Aid has cropped up for California workers and growers hurt by a devastating cold snap that froze more than $1 billion in crops and left thousands jobless.
Gov. Arnold Schwarzenegger announced he had issued an executive order to waive a one-week waiting period required before filing for unemployment. The frigid temperatures that dealt an $800 million blow to citrus growers and other industries earlier this month left more than 1,200 farm workers jobless.
“This way we can provide quick help for the people who need help right way,” the governor said during a visit to Tulare County where he met with citrus farmers and local officials. He had declared a state of emergency in 17 counties.
The governor has also asked the U.S. Department of Agriculture to declare 13 additional counties disaster areas. If granted, they would join five others where farmers are eligible for low interest loans.
State Sen. Abel Maldonado, R-Santa Maria, introduced a bill that would give California’s farmworkers the chance to earn up to $200 a week without having their unemployment benefits cut.
“These are the people who work to put food on our table, yet they are our most vulnerable population,” Maldonado said.
The state has received more than 12,000 claims for unemployment already, said Victoria Bradshaw, the state secretary for labor.
The state set up 19 help centers in the affected areas to help more farm laborers find jobs, get unemployment assistance, food and utility payment help.
Labor leaders said they are mounting a campaign through radio and working with state, local and nonprofit groups to get aid out to farmworkers who may not qualify for some government assistance because of their legal status.
“Whether you’re an employer or a farmworker, we want to make sure all are treated with the respect they deserve,” said Arturo Rodriguez, president of the United Farm Workers union. Many workers will rely on donations from faith-based groups and other nonprofits, he said.
A group that works with seasonal farm workers, La Cooperativa Campesina de California, received a $50,000 grant from the state Thursday. Other organizations, including the California Farm Bureau, have made pledges and local fundraisers were under way throughout the San Joaquin Valley in the days following the freeze.
The help can’t come soon enough, said Juan Serano, 35, of Orosi, who lost his job in the citrus orchards because of the freeze. He was at a Dinuba job center Thursday looking for another job and assistance with utility bills.
“I usually work in oranges until April. Now I don’t have work until next season,” he said in Spanish.
Citrus industry leaders announced earlier this week that the freeze had ruined about 80 percent of the navel and Valencia orange crop, nearly all tangerines and had damaged lemon trees in Southern California.
The freeze was the worst the citrus industry has seen in more than a decade. A three-day freeze dealt a $700 million blow to growers in 1998 and a season’s crop was completely wiped out in 1990. It took farmers two years to recover from that freeze.
“This one is worse.
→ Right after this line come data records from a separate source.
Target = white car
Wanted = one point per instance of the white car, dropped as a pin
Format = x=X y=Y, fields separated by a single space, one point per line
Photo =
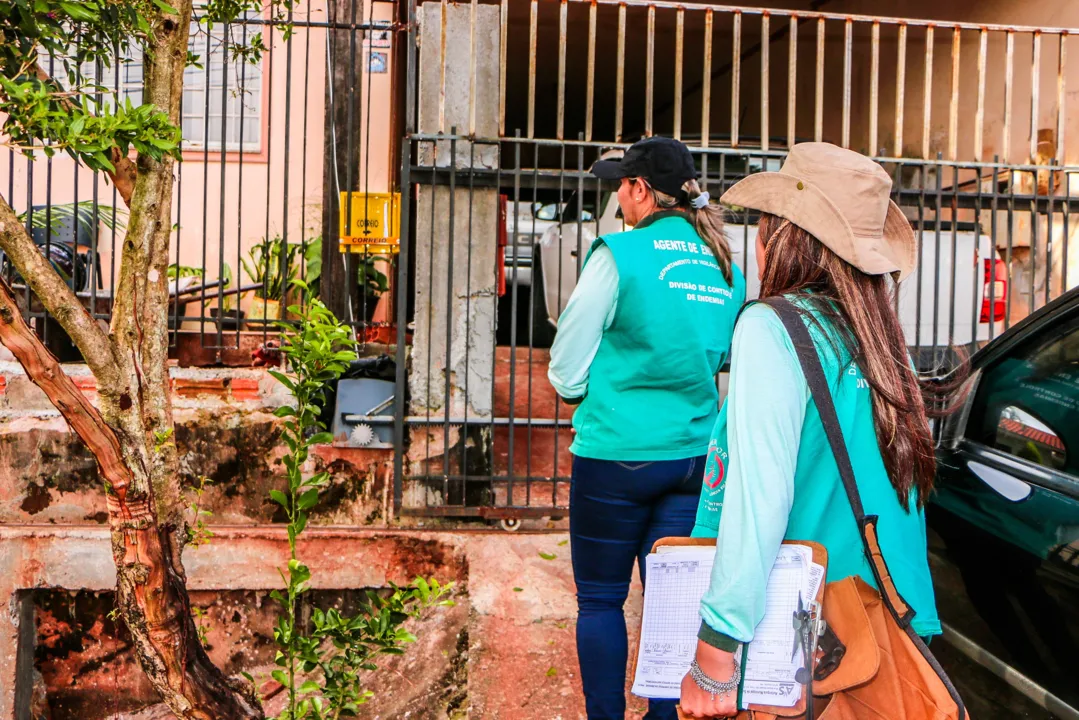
x=937 y=310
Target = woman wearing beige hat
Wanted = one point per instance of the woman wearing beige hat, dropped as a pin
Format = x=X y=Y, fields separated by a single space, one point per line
x=832 y=243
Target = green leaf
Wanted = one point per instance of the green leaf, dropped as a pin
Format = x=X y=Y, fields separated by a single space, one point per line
x=79 y=12
x=280 y=498
x=309 y=499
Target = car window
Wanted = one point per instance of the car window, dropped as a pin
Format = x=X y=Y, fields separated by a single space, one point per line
x=587 y=206
x=547 y=212
x=1026 y=403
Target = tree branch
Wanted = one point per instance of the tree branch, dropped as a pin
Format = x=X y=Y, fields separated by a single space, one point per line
x=44 y=371
x=123 y=178
x=57 y=298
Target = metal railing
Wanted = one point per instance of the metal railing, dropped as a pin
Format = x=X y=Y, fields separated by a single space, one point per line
x=705 y=68
x=268 y=149
x=975 y=148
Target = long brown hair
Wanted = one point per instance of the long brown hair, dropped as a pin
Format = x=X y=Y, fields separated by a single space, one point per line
x=861 y=311
x=707 y=220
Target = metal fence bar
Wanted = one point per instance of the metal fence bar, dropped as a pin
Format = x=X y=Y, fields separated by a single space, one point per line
x=765 y=43
x=503 y=53
x=736 y=80
x=533 y=39
x=562 y=13
x=619 y=76
x=874 y=86
x=927 y=94
x=980 y=112
x=650 y=71
x=706 y=91
x=1009 y=78
x=847 y=50
x=792 y=81
x=1035 y=92
x=679 y=50
x=900 y=87
x=819 y=96
x=590 y=97
x=953 y=124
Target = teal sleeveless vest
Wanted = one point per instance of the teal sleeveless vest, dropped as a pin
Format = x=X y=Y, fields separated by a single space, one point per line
x=652 y=390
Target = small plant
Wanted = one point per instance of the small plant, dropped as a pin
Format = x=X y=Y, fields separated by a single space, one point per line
x=177 y=270
x=336 y=649
x=202 y=625
x=199 y=532
x=272 y=263
x=313 y=259
x=372 y=281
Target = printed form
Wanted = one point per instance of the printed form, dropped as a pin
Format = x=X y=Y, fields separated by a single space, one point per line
x=678 y=579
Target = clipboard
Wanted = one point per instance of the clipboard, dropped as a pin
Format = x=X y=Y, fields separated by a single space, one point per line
x=819 y=556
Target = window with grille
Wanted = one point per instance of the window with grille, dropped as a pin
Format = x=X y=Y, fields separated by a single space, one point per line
x=222 y=98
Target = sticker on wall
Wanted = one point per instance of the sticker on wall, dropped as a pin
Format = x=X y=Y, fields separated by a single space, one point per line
x=377 y=63
x=380 y=39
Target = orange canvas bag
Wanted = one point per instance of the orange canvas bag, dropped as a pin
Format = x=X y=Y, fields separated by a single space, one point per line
x=887 y=671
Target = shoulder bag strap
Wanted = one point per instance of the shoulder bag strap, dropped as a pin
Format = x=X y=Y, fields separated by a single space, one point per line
x=809 y=360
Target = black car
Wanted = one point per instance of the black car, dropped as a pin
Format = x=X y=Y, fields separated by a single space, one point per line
x=1005 y=522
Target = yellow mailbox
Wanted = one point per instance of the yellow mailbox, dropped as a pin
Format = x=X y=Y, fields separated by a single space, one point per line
x=370 y=221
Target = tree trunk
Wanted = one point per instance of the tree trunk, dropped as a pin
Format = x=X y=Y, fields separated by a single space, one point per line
x=131 y=437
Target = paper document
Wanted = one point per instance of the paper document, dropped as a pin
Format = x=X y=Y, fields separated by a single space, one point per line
x=678 y=578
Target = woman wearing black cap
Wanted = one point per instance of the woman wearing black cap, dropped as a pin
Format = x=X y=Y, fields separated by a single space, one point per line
x=638 y=349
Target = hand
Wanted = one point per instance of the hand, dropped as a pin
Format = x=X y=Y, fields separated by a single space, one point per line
x=695 y=702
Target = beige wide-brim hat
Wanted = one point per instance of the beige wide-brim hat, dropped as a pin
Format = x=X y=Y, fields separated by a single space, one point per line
x=841 y=198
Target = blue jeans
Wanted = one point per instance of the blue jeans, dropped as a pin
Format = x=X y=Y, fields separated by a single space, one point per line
x=617 y=511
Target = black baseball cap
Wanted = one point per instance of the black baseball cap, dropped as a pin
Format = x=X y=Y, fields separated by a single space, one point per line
x=664 y=162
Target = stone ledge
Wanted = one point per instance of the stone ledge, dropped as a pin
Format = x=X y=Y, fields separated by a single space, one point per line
x=251 y=388
x=521 y=656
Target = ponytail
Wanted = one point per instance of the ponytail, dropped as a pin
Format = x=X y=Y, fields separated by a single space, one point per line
x=707 y=219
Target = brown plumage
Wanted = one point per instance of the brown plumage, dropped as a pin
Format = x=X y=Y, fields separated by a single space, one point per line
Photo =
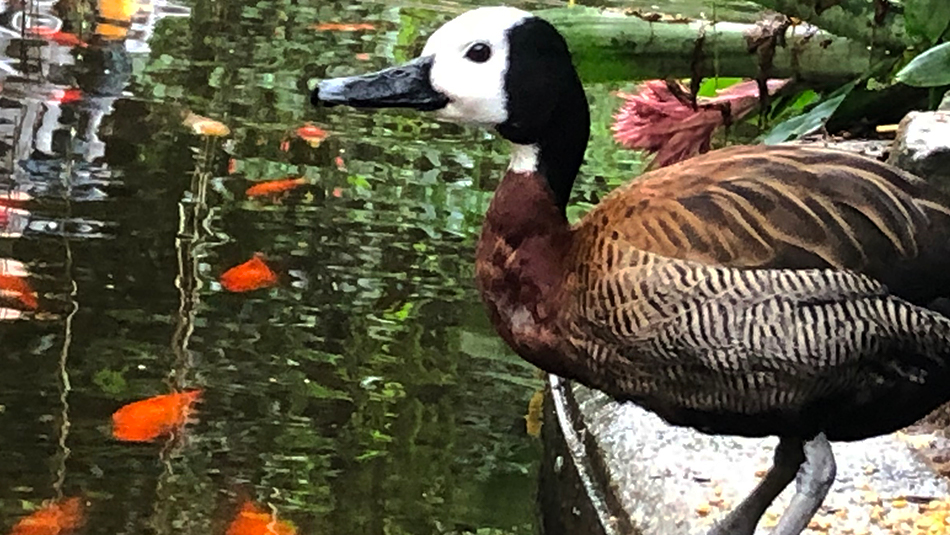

The damage numbers continue to rise,” said state agriculture secretary A.G. Kawamura. “We feared $1 billion dollars worth of damage when the freeze was predicted but that number will surely be exceeded.”
Nurseries took a $418 million hit, Kawamura said.
Avocado growers saw as much as 30 percent of this year’s projected 400 million pound crop freeze and fall off the trees and strawberries will take at least six weeks to rebound, according to trade commissions for those crops.
Past freezes taught growers to get crop insurance and about 90 percent will recuperate some losses.
Agriculture is the main industry for many of the rural communities frozen over. The U.S. Small Business Administration will make low-interest loans available to nonagricultural businesses that have suffered financially because of the freeze in declared disaster areas, the agency announced.